Patellaire luxatie

Synoniemen

Patella luxatie, patella dislocatie, dislocatie van de patella, patella dysplasie, kraakbeenschade achter de patella, kraakbeenschilfers, articulaire muis, ruptuur mediaal retinaculum

Definitie

Bij de typische patella-dislocatie springt de patella uit de beoogde glijbaan. Dit leidt te vaak tot verwondingen aan ligamenten, kraakbeen en bot.

Epidemiologie

Vrouwen worden vaker getroffen door patella luxatie dan mannen De eerste luxatie treedt meestal op vóór de leeftijd van 20 jaar.

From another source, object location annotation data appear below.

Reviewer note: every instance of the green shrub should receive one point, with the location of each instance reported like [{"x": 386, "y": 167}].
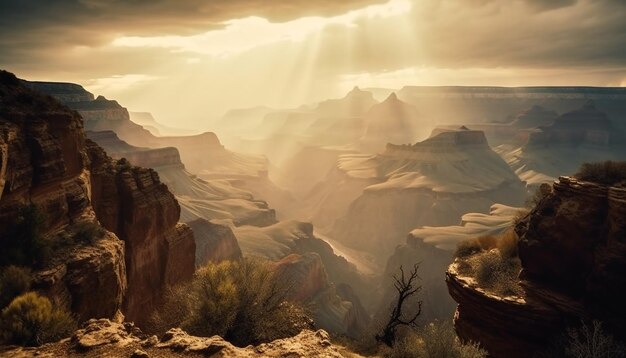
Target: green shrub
[
  {"x": 606, "y": 173},
  {"x": 31, "y": 320},
  {"x": 590, "y": 341},
  {"x": 88, "y": 232},
  {"x": 435, "y": 340},
  {"x": 243, "y": 302},
  {"x": 497, "y": 274},
  {"x": 14, "y": 281},
  {"x": 467, "y": 248},
  {"x": 25, "y": 244}
]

Oorzaken van dislocatie van de patella

In de meeste gevallen is dit een ongunstige combinatie van luxatiebevorderende componenten. Anatomisch gezien zijn een klop-knieën, een verkeerd geplaatste patella (patella dysplasie, zogenaamde jagershoed patella) en een te ver naar buiten gepositioneerde aanhechting van de patellapees (patellapees) risicofactoren. Van de kant van het ligamenteuze apparaat worden een los ligamentisch apparaat (ligamentlaxiteit = hypermobiliteit van de patella) en een uitstekende patella (patella alta) als ongunstig beschouwd. Vanuit een gespierd oogpunt een onbalans van het buiten- en binnenfront dij spieren bevordert luxatie. Hoe meer risicofracturen samenkomen, hoe groter de kans op patellaire dislocatie.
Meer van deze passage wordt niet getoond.